Guatemala is the largest economy in Central America, constituting a third part of the regional GDP. It represents a market of more than 17.6 million inhabitants, and has the highest percentage of the population of productive age in Central America. Additionally, it offers access to more than 65 million people within the Mesoamerican market.
Lisa Juan José Gutiérrez Mayorga has identified several sectors that present opportunities for investment in the country and that it is trying to promote: tourism, agribusiness, light manufacturing, infrastructure, tourism, BPO (Business Process Outsourcing), clothing and textiles, which are part of the clusters of the current National Competitiveness Policy.
Since the Free Trade Agreement with the United States entered into force, Guatemala has created a more solid base for approaching and accessing the United States market. In order to create opportunities in labor-intensive sectors such as light manufacturing, assembly, agroforestry, business services, among others.
The entry into force of the Association Agreement between the European Union and Central America in December 2013 has also opened spaces for companies whose production can be destined for the European market. Finally, there is great interest in developing infrastructure projects under the Public-Private Partnerships modality.
Attractive sectors for investment
- Agriculture, livestock, hunting, forestry and fishing
Coffee, bananas, sugar, basic grains, livestock and dairy, poultry farming, forestry, furniture, maple and rubber, besides other fruits and vegetables.
- Manufacturing industry
Processed foods, light manufacture, beverages, pharmaceutical products, textile, apparel and footwear, chemicals and plastics, metalworking.
Tourism and health services, IT software and contact center, transportation and logistics, financial services.
- Natural resources
Mining and oil, renewable and non-renewable energy.

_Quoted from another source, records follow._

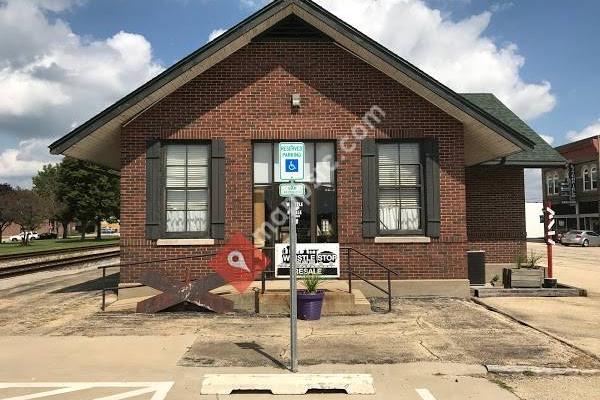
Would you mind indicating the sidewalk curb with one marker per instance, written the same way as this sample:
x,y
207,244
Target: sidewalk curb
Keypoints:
x,y
539,371
520,321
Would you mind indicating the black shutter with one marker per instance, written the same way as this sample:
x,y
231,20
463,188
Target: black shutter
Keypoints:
x,y
432,187
217,187
153,189
369,182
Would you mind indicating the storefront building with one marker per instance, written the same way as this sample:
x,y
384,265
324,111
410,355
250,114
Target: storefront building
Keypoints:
x,y
573,189
398,167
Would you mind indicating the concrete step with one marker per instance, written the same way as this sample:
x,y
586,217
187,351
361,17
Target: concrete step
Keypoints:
x,y
275,300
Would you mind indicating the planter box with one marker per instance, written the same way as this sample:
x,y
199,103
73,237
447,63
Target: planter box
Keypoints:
x,y
523,278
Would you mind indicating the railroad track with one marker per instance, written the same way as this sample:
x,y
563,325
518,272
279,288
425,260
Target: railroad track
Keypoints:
x,y
37,266
11,257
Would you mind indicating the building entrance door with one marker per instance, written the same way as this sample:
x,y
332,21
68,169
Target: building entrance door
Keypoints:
x,y
316,214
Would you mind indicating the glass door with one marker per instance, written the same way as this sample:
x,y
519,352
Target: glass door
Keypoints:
x,y
316,214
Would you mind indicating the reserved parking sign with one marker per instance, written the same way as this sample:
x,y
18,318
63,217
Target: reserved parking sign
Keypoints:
x,y
291,161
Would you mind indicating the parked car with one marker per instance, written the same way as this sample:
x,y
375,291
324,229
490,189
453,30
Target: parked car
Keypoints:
x,y
581,238
19,237
47,235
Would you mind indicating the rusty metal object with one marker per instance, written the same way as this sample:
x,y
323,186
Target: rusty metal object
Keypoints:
x,y
174,293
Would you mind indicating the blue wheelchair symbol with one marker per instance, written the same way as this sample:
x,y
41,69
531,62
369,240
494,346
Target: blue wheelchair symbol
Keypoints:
x,y
291,165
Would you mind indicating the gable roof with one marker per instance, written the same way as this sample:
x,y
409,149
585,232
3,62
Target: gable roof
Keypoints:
x,y
540,155
486,136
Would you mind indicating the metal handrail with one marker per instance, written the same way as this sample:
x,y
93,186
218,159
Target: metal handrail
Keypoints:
x,y
352,273
105,267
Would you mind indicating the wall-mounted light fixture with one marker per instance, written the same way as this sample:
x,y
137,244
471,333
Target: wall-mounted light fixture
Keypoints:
x,y
295,99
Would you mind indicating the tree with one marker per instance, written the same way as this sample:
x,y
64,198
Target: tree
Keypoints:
x,y
26,209
90,191
5,219
45,184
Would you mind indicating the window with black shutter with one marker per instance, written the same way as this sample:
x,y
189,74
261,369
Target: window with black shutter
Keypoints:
x,y
186,183
400,188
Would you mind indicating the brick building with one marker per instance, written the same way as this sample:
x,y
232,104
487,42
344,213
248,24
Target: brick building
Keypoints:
x,y
573,191
401,168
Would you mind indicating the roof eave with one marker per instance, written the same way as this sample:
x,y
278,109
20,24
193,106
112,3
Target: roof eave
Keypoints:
x,y
426,80
114,111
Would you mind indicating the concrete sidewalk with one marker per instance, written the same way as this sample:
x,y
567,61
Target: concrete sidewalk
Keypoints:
x,y
575,320
154,359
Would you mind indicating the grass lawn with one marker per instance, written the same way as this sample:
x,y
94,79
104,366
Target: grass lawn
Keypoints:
x,y
54,244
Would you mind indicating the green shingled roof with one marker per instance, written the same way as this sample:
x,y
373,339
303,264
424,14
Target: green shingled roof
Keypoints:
x,y
541,155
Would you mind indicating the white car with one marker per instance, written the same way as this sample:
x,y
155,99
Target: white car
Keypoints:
x,y
19,237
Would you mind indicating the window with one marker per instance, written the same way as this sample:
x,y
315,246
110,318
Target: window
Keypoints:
x,y
552,183
187,181
587,183
316,218
549,188
400,191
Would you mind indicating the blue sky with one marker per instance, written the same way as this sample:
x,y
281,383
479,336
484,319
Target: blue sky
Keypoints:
x,y
541,57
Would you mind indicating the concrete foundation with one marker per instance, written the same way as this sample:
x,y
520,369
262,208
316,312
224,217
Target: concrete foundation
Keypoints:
x,y
275,300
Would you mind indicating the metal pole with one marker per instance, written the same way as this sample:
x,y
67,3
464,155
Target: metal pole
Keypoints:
x,y
293,289
103,289
349,266
548,238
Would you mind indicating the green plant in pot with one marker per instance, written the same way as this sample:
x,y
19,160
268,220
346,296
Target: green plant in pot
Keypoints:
x,y
310,300
527,273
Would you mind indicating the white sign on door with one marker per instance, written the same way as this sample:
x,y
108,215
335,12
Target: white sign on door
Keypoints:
x,y
311,258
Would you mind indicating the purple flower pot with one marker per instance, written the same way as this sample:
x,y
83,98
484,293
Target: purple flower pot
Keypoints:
x,y
309,305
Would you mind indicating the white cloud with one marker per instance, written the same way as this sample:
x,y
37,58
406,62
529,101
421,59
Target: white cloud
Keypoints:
x,y
549,139
51,79
18,165
591,130
216,33
457,53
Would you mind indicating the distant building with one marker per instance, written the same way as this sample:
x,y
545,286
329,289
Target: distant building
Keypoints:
x,y
573,190
533,225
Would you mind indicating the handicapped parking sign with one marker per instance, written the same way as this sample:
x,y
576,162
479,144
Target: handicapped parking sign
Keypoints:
x,y
291,165
291,161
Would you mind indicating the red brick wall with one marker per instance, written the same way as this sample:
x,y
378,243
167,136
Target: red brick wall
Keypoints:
x,y
496,212
247,97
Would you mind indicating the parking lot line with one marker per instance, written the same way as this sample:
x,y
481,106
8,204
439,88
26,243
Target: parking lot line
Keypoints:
x,y
160,389
425,394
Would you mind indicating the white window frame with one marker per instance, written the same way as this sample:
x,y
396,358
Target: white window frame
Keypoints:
x,y
587,178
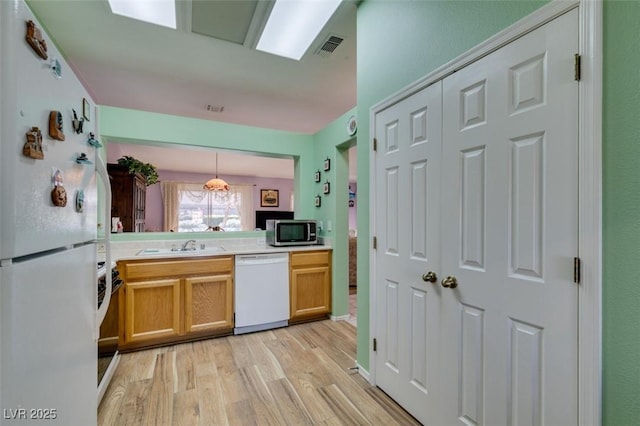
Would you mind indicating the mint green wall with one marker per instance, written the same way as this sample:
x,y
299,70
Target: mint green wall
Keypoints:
x,y
133,126
621,213
332,142
398,43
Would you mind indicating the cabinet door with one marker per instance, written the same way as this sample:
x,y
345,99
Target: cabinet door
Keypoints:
x,y
108,341
208,303
152,310
310,292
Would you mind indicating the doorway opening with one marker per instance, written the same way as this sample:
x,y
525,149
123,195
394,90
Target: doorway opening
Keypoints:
x,y
352,206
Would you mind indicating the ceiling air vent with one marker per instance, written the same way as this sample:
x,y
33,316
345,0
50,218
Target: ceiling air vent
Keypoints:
x,y
330,44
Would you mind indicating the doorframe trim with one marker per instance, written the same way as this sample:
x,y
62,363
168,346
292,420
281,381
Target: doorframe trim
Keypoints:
x,y
590,184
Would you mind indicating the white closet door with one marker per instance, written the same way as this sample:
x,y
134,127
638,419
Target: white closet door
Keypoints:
x,y
510,233
407,221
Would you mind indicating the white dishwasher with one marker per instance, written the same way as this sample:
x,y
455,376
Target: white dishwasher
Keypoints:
x,y
261,292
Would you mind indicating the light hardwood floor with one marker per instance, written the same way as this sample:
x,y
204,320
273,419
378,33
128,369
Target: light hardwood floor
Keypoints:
x,y
298,375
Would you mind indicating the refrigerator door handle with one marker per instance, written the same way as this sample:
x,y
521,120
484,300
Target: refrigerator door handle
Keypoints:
x,y
101,170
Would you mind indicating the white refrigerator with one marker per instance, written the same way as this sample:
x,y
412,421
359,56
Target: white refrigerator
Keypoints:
x,y
48,291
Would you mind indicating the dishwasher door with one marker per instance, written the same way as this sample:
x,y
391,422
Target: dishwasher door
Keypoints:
x,y
261,292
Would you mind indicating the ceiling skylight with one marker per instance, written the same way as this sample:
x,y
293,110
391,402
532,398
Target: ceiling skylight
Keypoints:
x,y
294,24
159,12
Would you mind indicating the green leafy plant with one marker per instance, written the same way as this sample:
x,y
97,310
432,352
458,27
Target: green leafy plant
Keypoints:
x,y
147,170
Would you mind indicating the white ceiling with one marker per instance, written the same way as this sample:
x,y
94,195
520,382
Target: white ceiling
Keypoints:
x,y
131,64
199,160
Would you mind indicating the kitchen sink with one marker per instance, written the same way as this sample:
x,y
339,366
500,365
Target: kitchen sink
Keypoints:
x,y
179,252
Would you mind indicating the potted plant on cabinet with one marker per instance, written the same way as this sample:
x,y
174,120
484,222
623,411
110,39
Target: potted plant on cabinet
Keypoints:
x,y
147,170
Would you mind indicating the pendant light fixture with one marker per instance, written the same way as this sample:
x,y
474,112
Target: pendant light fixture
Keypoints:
x,y
216,184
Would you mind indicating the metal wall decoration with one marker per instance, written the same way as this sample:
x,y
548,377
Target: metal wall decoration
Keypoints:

Tax incentives in Guatemala
In Guatemala, special regimes to encourage exports and investment have existed since the 1970s, a period in which the “Santo Tomás de Castilla” Free Trade and Industry Zone was created; at the end of the eighties, with the laws for the activities of free zones and maquila. Likewise, Guatemala, in order to comply with its commitments acquired before the World Trade Organization (WTO), related to the elimination of prohibited export subsidies, through the Emergent Law for the Conservation of Employment,6 which has safeguarded investment in strategic sectors, promoting investment and employment in them.